Deep Ties with Upstate
After raising their three children, Fay restarted her nursing career in the 1970s, earning her master’s degree at Syracuse University (SU) and working as an NP at University Hospital. She was named director of Upstate’s four-track NP program where she developed a rich collaboration between the hospital and health sciences colleges, encouraging interprofessional education before it was even known by that name. She served until 1983 when the program closed due to loss of funding. The program graduated more than 300 NPs for primary and critical care practice.
In the next decade, Fay earned a Doctorate at SU and was named by the nation's largest health-related philanthropic organization to its first class of Robert Wood Johnson Clinical Nurse Scholars. She was awarded more than $3 million in grants to support the beginning of the Nurse Practitioner movement and worked to pass laws in New York so NP graduates could practice.

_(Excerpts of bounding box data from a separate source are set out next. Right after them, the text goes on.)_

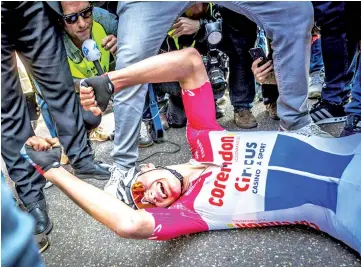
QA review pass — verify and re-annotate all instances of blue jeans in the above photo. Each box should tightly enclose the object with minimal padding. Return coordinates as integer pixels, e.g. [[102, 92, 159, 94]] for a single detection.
[[111, 1, 313, 170], [1, 176, 45, 267], [313, 1, 358, 105], [345, 52, 361, 116], [310, 38, 323, 73], [220, 7, 257, 111], [256, 29, 324, 104]]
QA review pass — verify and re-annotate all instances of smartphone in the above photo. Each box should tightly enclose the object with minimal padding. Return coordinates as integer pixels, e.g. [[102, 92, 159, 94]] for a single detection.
[[249, 47, 269, 67], [24, 91, 39, 121]]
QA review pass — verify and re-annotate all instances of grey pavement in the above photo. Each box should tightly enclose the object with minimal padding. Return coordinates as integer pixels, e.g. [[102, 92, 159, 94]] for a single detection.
[[32, 97, 361, 267]]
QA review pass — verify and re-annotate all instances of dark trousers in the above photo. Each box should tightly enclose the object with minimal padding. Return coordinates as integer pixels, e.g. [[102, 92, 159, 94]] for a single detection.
[[220, 7, 257, 111], [1, 1, 91, 204], [312, 1, 360, 105]]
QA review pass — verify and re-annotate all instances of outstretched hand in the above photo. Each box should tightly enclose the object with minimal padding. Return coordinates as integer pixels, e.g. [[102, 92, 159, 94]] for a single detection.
[[80, 75, 114, 116], [20, 136, 61, 175]]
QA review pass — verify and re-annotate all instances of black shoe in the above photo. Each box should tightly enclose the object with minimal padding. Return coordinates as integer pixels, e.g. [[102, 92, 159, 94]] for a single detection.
[[216, 103, 224, 119], [310, 100, 347, 124], [340, 115, 361, 137], [74, 160, 111, 180], [35, 234, 49, 253], [138, 120, 154, 148], [26, 199, 53, 235]]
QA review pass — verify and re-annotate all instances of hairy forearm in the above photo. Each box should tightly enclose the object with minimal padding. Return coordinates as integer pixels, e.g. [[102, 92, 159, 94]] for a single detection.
[[44, 167, 154, 239], [108, 49, 207, 92]]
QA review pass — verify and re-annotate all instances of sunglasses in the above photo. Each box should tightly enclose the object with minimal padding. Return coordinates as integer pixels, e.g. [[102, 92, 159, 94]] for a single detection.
[[63, 6, 93, 24]]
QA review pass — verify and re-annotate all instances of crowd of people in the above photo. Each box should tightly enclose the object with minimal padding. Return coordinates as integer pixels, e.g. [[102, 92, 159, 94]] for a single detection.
[[1, 1, 361, 266]]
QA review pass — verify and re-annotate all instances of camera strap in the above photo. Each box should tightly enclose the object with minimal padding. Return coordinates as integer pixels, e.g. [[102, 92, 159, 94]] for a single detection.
[[148, 84, 164, 141]]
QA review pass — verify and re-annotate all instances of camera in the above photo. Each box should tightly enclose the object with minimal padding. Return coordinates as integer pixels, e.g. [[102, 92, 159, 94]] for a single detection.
[[203, 18, 229, 93], [203, 48, 229, 93]]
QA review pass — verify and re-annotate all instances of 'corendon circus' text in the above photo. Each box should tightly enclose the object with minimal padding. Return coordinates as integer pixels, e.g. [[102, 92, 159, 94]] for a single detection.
[[209, 136, 257, 207], [208, 136, 234, 207], [229, 221, 320, 230]]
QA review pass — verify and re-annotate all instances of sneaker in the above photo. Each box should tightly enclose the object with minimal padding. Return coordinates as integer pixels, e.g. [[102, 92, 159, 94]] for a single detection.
[[44, 181, 53, 189], [216, 95, 227, 105], [104, 166, 126, 196], [34, 234, 49, 253], [340, 115, 361, 137], [310, 100, 347, 124], [159, 112, 169, 131], [280, 122, 333, 138], [89, 126, 110, 142], [266, 102, 280, 120], [74, 160, 111, 180], [308, 71, 324, 99], [234, 109, 258, 129], [216, 103, 224, 119], [138, 120, 154, 148]]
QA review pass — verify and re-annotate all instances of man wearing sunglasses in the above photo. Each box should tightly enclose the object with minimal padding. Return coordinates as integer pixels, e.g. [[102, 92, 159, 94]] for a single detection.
[[60, 1, 118, 141], [60, 1, 153, 147]]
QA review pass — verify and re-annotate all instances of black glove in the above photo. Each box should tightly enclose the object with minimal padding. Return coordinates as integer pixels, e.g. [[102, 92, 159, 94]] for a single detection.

At the University of Pennsylvania, Whitney helped build Adult, Gerontology, Pediatric, Psychiatric, Occupational Health and Acute Care NP programs that graduated about 500 NPs. She conducted gerontology and stroke research and helped start many NP managed clinics in the Philadelphia area. She has held the prestigious title of Fellow of the American Academy of Nursing (FAAN) for 26 years.
Relocating to Wyoming in 1992, Whitney distinguished herself as a clinical practitioner, nurse educator, researcher and leader. She founded the Whitney Health and Wellness Center for elderly patients in Laramie and is ProfessorEmeritus at the University of Wyoming’s Fay W. Whitney School of Nursing.
In 2011, Upstate’s College of Nursing awarded Whitney the Honorary Doctorate of Science in recognition of her work to lay the foundation for today’s Nurse Practitioner program.
“Upstate is, and always has been, part of my professional integrity,” Whitney commented. “I hold strong memories of that formative time which became the basic platform of my practice and my career. The Upstate nursing program helped shape the new movement in Advanced Nursing Care in the east,” she continued. “Upstate has been pivotal in bringing nurses and programs together to change the landscape of practice in rural, underserved areas across this city and state.”